There was considerable variation in the discrepancy between cost and reimbursement when comparing different hospitals. One of the main drivers for this difference was based on economies of scale. For example, the higher equipment cost in Hospital 1 can be attributed to the lower number of PPVs performed there, estimated at 250 per year. Other hospitals ranged from 400 and 750 cases annually, which is associated with a lower amortisation cost.

This study did not assess the indirect costs of PPV relating to productivity losses, the burden of surgery, recovery time or lay care. These costs were considered beyond the scope of this study, which aimed primarily to compare the cost-benefit to NHS hospitals, but indirect costs are important when considering the cost-benefit analysis from a patient, health care provider, or societal perspective.

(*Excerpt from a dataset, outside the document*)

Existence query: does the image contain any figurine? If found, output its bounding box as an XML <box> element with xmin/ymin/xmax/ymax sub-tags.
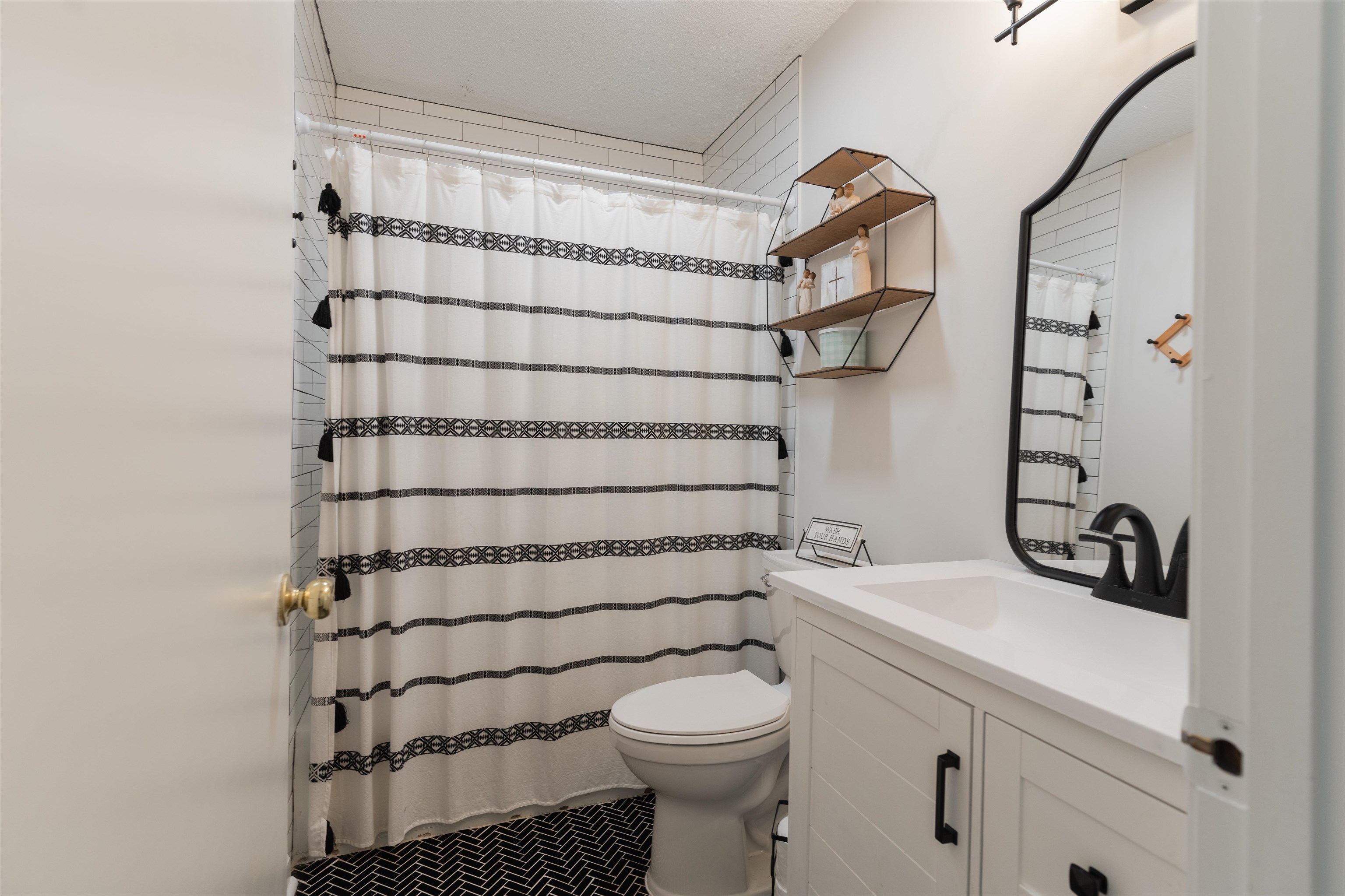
<box><xmin>827</xmin><ymin>187</ymin><xmax>846</xmax><ymax>218</ymax></box>
<box><xmin>850</xmin><ymin>225</ymin><xmax>873</xmax><ymax>296</ymax></box>
<box><xmin>799</xmin><ymin>271</ymin><xmax>818</xmax><ymax>315</ymax></box>
<box><xmin>841</xmin><ymin>183</ymin><xmax>859</xmax><ymax>211</ymax></box>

Weaknesses of this study include the fact that the completeness of data collection may have varied across sites, despite standardised training and data collection source documents designed to minimise omissions. Although we deliberately selected a range of representative vitreoretinal units, they may not be representative of all UK vitreoretinal units, and extrapolation to other countries is likely to be of limited use. At present vitreoretinal care is provided by NHS hospitals, but the costs of undertaking vitrectomy may differ if private providers enter the market, although the HRG tariff they will receive from CCG would remain the same. For reasons of commercial sensitivity 1.8 % of item costs were undisclosed and we had to estimate these costs based on equivalent equipment costs disclosed from other units. Out-of-theatre costs were estimated based on accounting costs for patients undergoing PPV for the same conditions, but they were not actually the same patients, and this might introduce error. Likewise, the overhead cost is an estimate, albeit one that is advocated by the Department of Health and widely used.

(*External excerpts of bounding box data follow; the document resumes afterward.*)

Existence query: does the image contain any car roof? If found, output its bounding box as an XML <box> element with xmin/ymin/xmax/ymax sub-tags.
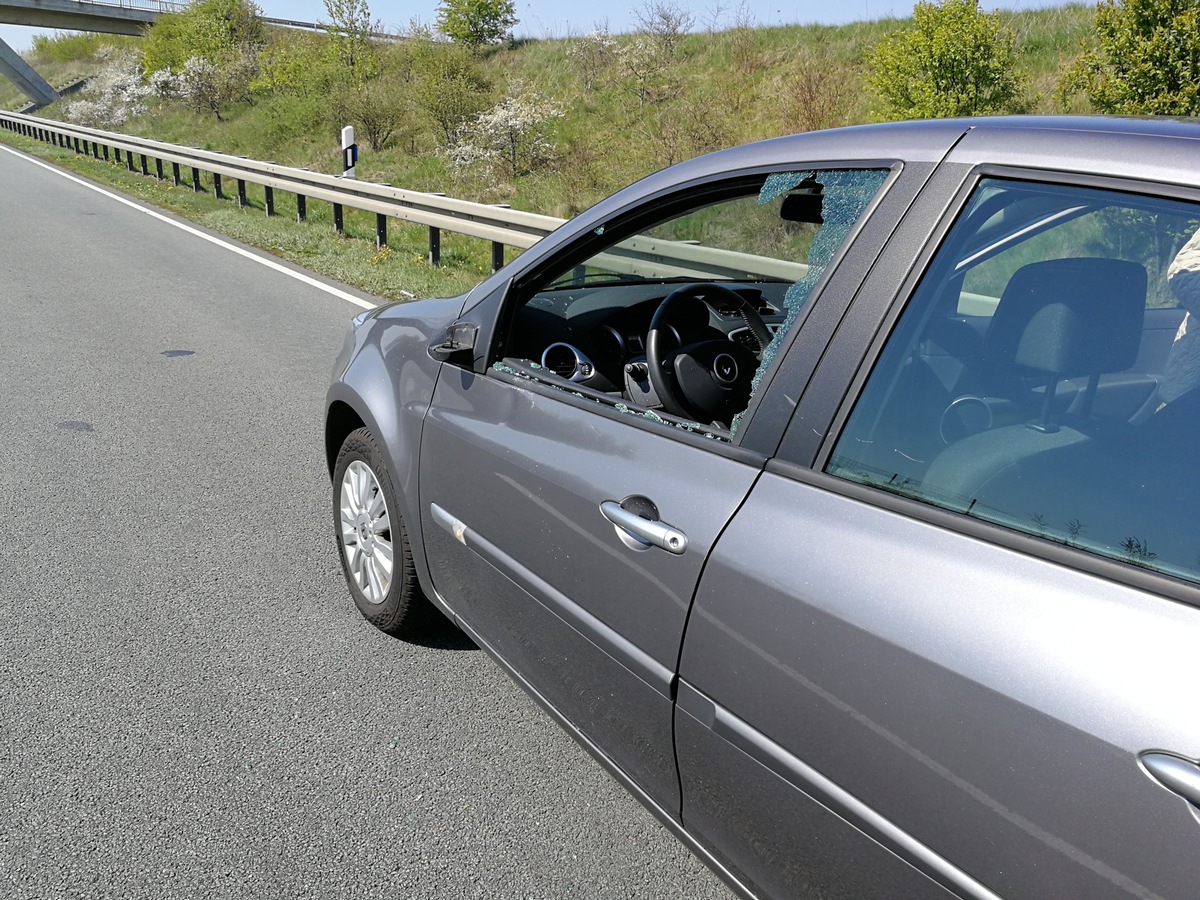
<box><xmin>467</xmin><ymin>115</ymin><xmax>1200</xmax><ymax>307</ymax></box>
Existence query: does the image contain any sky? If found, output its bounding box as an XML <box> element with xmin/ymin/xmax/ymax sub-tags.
<box><xmin>0</xmin><ymin>0</ymin><xmax>1064</xmax><ymax>52</ymax></box>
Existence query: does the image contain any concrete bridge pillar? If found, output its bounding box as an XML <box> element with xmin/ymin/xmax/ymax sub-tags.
<box><xmin>0</xmin><ymin>41</ymin><xmax>59</xmax><ymax>106</ymax></box>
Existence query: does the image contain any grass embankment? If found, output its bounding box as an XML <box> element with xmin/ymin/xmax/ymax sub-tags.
<box><xmin>0</xmin><ymin>5</ymin><xmax>1093</xmax><ymax>298</ymax></box>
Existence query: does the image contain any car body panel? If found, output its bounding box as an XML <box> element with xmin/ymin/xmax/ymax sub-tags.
<box><xmin>325</xmin><ymin>296</ymin><xmax>463</xmax><ymax>598</ymax></box>
<box><xmin>330</xmin><ymin>118</ymin><xmax>1200</xmax><ymax>900</ymax></box>
<box><xmin>420</xmin><ymin>370</ymin><xmax>761</xmax><ymax>810</ymax></box>
<box><xmin>679</xmin><ymin>473</ymin><xmax>1200</xmax><ymax>898</ymax></box>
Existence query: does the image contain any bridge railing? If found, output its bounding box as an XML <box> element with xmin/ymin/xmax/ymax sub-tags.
<box><xmin>0</xmin><ymin>112</ymin><xmax>808</xmax><ymax>281</ymax></box>
<box><xmin>71</xmin><ymin>0</ymin><xmax>187</xmax><ymax>12</ymax></box>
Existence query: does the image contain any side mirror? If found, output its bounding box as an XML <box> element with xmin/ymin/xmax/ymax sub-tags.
<box><xmin>428</xmin><ymin>322</ymin><xmax>479</xmax><ymax>366</ymax></box>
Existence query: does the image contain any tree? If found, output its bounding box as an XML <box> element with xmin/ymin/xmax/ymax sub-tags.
<box><xmin>1057</xmin><ymin>0</ymin><xmax>1200</xmax><ymax>115</ymax></box>
<box><xmin>144</xmin><ymin>0</ymin><xmax>266</xmax><ymax>74</ymax></box>
<box><xmin>325</xmin><ymin>0</ymin><xmax>377</xmax><ymax>84</ymax></box>
<box><xmin>634</xmin><ymin>0</ymin><xmax>696</xmax><ymax>56</ymax></box>
<box><xmin>868</xmin><ymin>0</ymin><xmax>1027</xmax><ymax>119</ymax></box>
<box><xmin>406</xmin><ymin>35</ymin><xmax>490</xmax><ymax>146</ymax></box>
<box><xmin>438</xmin><ymin>0</ymin><xmax>517</xmax><ymax>48</ymax></box>
<box><xmin>449</xmin><ymin>80</ymin><xmax>563</xmax><ymax>178</ymax></box>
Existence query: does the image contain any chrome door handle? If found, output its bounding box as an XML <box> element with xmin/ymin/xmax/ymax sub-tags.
<box><xmin>1141</xmin><ymin>751</ymin><xmax>1200</xmax><ymax>806</ymax></box>
<box><xmin>600</xmin><ymin>500</ymin><xmax>688</xmax><ymax>556</ymax></box>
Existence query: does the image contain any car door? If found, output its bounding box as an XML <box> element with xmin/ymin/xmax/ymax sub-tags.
<box><xmin>677</xmin><ymin>169</ymin><xmax>1200</xmax><ymax>900</ymax></box>
<box><xmin>420</xmin><ymin>168</ymin><xmax>902</xmax><ymax>817</ymax></box>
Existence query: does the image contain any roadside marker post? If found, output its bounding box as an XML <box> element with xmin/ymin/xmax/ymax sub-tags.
<box><xmin>342</xmin><ymin>125</ymin><xmax>359</xmax><ymax>178</ymax></box>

This study provides data on the major cost drivers influencing the direct cost of performing intermediate complexity PPV in the NHS. It suggests that many hospitals may not be fully reimbursed for PPV, and that the HRG codes and tariffs could be refined to better match hospital costs. Inaccurate coding also contributed to underpayments. It may nonetheless be cost-effective for hospitals to undertake additional PPVs for VMT, ERM and MH, as units undertaking a sufficient volume of work can amortise existing infrastructure. Although this research was set in England, the methodology may provide a useful template for other countries. Further research is needed to estimate the real out-of-theatre costs and indirect costs of PPV.